E a queste sollecitazioni, cari compagni, non voglio una “risposta a tono”, ma vi sollecito a lanciarmi la sfida del confronto e dell’iniziativa politica. Perché è su questo che le minoranze si vogliono cimentare, non sull’esercizio della critica.
È mai possibile che il dibattito sulla composizione degli organismi dirigenti debba essere di solo appannaggio dei compagni della maggioranza? Che dall’esecutivo si debbano far fuori le minoranze, che pure pesano per il 40% di tutta l’organizzazione? E che rispetto alla proposta dei due portavoce nazionali, non veniamo neanche consultati? I due portavoce dovranno coordinare tutti i Giovani Comunisti, non solo quelli di maggioranza!
Ecco perché c’era bisogno di una discussione meno rituale e con più passione.
Anche perché abbiamo un compito storico. C’è un’intera generazione che, in tutto il mondo, ha raccolto una sfida importante: quella di lottare per riaccendere la speranza. La speranza di cambiare questo mondo per costruirne uno più solidale e più giusto. Questa generazione, che dai Forum Sociali Mondiali al Festival Mondiale della Gioventù e degli Studenti, passando per le lotte presenti in tutte le latitudini del pianeta, ha deciso di raccogliere questa sfida epocale e lottare.

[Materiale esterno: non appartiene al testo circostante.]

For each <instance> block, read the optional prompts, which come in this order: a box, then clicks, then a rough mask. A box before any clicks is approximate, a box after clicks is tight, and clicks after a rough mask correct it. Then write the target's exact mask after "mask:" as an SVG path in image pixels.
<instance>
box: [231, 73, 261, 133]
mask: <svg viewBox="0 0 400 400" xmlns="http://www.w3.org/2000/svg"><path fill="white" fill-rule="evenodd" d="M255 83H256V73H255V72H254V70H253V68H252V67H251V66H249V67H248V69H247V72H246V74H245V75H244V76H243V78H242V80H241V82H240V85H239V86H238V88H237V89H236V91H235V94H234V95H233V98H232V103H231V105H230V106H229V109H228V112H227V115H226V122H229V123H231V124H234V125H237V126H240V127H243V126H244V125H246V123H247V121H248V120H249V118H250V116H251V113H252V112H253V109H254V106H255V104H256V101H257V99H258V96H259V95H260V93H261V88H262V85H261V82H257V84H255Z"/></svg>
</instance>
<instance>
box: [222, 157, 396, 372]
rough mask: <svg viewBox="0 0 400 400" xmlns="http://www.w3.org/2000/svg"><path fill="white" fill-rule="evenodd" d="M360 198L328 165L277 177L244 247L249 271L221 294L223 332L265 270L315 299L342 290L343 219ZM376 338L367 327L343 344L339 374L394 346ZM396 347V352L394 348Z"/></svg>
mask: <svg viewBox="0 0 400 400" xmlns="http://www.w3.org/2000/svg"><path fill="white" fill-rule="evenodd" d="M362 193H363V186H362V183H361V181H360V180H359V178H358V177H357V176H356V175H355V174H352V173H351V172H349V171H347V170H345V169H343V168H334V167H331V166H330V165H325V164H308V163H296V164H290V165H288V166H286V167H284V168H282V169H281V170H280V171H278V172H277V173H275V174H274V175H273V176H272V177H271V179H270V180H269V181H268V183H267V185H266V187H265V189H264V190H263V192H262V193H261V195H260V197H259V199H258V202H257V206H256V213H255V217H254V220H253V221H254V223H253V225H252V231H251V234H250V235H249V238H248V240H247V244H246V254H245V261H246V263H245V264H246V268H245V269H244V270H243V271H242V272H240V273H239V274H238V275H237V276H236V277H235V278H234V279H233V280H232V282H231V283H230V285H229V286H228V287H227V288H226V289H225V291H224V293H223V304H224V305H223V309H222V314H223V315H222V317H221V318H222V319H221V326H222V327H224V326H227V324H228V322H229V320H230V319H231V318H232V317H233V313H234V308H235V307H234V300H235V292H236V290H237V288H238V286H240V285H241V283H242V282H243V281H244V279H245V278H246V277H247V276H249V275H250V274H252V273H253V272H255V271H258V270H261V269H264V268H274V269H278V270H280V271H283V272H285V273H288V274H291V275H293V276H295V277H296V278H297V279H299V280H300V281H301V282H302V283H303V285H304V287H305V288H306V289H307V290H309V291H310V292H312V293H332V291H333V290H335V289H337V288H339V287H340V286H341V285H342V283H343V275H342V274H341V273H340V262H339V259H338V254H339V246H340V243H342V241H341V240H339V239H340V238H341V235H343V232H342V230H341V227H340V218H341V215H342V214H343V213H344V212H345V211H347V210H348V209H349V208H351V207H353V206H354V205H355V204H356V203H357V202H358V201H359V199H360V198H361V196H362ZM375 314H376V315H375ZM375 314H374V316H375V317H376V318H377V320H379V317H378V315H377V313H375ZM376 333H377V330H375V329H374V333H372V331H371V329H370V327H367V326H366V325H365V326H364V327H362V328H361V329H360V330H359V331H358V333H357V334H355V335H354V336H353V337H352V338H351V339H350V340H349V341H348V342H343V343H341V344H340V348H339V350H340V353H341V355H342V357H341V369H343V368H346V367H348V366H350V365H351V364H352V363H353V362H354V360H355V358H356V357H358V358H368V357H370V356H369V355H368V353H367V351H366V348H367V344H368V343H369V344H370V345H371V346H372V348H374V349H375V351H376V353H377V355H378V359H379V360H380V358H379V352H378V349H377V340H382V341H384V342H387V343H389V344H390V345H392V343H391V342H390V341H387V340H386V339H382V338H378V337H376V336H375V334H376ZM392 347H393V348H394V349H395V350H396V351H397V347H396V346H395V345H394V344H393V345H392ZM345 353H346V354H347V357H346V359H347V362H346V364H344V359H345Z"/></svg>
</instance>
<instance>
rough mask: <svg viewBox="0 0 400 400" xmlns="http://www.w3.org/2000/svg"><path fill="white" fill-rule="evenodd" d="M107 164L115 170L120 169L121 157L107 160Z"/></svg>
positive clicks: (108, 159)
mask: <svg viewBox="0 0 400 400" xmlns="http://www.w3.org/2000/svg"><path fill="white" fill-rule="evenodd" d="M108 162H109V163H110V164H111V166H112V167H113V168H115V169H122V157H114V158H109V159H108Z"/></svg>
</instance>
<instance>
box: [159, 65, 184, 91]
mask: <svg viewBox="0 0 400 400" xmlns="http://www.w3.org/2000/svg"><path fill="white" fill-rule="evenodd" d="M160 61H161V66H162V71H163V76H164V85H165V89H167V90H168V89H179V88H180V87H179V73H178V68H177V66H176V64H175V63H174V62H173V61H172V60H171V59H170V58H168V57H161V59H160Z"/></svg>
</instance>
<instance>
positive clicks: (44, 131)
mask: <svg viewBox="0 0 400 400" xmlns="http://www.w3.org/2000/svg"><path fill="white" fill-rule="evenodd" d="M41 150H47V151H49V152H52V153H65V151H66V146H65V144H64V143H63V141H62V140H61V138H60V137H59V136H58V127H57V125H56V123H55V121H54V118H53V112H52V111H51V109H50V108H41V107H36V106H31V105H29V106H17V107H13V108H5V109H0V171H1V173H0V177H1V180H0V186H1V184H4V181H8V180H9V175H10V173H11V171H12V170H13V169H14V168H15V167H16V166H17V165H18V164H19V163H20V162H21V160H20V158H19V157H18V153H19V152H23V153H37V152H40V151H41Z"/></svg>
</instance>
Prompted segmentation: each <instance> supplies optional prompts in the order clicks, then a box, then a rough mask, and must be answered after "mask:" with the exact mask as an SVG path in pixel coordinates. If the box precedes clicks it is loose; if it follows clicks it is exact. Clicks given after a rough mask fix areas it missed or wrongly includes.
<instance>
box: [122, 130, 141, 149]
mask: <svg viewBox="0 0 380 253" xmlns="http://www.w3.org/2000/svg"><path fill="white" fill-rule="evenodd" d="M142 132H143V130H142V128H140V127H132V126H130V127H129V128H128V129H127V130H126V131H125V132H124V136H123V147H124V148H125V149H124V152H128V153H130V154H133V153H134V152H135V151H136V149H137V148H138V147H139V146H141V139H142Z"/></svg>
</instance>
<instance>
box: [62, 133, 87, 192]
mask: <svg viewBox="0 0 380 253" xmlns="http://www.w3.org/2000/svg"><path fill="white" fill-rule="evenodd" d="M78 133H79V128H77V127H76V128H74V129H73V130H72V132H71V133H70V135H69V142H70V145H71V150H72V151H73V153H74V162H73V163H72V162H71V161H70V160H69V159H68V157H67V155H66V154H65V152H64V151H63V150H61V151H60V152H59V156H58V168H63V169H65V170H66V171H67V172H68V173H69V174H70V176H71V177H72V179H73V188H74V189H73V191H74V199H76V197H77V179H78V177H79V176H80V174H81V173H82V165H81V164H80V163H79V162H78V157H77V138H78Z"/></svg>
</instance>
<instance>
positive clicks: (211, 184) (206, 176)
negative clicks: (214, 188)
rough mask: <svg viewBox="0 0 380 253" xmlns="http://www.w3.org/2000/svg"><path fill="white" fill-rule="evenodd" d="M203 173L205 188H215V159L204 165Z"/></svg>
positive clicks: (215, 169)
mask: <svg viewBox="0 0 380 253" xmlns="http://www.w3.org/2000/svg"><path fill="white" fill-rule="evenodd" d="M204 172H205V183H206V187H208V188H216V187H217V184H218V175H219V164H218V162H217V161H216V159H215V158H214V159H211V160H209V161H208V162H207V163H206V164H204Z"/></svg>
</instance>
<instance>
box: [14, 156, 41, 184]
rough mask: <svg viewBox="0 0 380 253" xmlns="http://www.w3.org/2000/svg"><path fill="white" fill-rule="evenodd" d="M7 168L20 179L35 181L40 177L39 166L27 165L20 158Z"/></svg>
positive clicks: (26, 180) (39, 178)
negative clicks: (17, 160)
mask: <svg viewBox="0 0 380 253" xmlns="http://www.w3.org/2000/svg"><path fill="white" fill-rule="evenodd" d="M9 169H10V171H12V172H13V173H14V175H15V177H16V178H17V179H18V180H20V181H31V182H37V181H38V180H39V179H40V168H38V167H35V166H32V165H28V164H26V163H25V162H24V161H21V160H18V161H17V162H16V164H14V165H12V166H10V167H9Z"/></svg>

Anche noi dobbiamo farci interpreti, qui, di questa sfida alta. Ne va del nostro futuro e di tutta la nostra credibilità.
Infine, vorrei concludere questo mio intervento con una citazione.
Un grande rivoluzionario del nostro tempo, il comandante Ernesto Che Guevara, disse ad una conferenza di giovani comunisti che dovevano lavorare e lottare affinché la politica assomigliasse sempre più ad un sorriso.
Vale anche per noi. Dobbiamo lavorare affinché la politica sia, per i nostri coetanei, un sorriso. E cioè un gesto quotidiano, semplice, ma al contempo anche forte ed in grado di cambiare le cose.
Noi, in questa semplicità, ma anche in questa forza, crediamo. Per noi sono un’unica cosa. L’abbiamo sempre chiamata e seguiteremo a chiamarla: COMUNISMO!!!